Does anyone know what’s happening here? Why are some misaligned offsets even faster than accessing the arrays with proper alignment? Is this some quirk of the Pascal architecture?

EDIT 1: Added Kepler numbers, added graphs for visualization

EDIT 2: More precise explanation of the problem

I assume those are the Pascal numbers?

Post the Kepler numbers also, so we can see the differences (if any).

Define “all over the place” - looks pretty consistent to me…

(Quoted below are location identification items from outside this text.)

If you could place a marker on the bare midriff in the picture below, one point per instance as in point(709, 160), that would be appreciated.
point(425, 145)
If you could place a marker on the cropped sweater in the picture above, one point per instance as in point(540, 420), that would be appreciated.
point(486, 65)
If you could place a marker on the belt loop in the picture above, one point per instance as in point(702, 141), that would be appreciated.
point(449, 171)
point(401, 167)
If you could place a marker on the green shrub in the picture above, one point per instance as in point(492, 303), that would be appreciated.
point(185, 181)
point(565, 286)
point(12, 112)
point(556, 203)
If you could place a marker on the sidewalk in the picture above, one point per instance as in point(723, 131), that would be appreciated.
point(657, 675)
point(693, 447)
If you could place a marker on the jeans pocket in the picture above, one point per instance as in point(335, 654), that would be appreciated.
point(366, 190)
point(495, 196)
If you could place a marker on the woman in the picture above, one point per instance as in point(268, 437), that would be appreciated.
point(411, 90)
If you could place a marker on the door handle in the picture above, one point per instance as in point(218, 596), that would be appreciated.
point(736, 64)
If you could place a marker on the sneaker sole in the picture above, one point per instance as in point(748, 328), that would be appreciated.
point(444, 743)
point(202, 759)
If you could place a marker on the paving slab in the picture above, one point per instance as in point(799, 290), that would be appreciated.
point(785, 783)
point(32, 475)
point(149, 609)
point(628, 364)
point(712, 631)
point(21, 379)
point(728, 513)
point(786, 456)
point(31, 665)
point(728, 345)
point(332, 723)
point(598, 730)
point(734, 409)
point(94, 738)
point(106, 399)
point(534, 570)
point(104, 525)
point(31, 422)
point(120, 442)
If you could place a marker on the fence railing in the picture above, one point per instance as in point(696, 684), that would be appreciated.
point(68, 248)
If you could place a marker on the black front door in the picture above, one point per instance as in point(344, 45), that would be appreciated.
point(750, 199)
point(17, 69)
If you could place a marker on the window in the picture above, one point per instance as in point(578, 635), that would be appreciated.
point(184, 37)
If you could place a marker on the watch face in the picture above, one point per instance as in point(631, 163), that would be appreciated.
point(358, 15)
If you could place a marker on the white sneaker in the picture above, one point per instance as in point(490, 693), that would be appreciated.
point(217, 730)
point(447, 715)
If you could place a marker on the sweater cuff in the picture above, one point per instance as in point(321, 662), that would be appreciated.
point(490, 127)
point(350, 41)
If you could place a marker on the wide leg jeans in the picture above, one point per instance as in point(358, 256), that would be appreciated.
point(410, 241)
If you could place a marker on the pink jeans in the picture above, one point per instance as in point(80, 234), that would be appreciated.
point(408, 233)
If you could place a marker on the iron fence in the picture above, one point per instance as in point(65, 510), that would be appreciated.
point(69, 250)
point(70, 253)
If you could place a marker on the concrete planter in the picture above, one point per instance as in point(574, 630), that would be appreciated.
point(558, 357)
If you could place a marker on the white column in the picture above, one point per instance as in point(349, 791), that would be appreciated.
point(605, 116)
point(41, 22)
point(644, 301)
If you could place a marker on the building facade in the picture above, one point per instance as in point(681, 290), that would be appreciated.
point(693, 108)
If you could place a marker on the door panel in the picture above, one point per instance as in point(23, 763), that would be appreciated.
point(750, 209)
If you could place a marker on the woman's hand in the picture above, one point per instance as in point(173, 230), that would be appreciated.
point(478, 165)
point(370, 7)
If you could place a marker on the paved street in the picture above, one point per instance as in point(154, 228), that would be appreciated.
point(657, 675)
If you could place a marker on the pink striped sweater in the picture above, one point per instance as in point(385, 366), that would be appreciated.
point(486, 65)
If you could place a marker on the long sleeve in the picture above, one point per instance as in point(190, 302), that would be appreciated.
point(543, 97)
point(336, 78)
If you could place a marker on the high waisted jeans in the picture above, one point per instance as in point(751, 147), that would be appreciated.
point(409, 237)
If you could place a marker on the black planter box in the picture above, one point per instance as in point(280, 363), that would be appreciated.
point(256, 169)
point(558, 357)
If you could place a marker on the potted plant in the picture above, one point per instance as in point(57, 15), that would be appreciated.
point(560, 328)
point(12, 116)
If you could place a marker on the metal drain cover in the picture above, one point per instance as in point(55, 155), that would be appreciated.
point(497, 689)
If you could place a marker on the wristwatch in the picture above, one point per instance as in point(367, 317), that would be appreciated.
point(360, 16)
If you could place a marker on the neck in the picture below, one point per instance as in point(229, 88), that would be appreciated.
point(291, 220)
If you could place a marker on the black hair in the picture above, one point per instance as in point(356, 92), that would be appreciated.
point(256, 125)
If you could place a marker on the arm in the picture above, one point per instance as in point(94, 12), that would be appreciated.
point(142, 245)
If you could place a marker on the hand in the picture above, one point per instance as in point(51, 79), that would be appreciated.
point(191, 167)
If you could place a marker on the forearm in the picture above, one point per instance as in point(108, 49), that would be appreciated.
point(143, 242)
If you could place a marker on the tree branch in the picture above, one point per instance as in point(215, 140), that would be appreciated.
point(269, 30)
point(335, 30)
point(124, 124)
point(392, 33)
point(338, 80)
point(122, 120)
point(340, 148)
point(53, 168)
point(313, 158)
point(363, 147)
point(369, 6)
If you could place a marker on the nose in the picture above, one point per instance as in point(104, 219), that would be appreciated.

I’ve added the Pascal numbers. Here are some graphs with explanations what exactly the problem is: https://imgur.com/a/QnbNJ3f

Rule of thumb based on 35 years of performance-oriented software engineering: Any performance difference under 2% should be treated as noise. Here you are trying to interpret performance differences < 1%.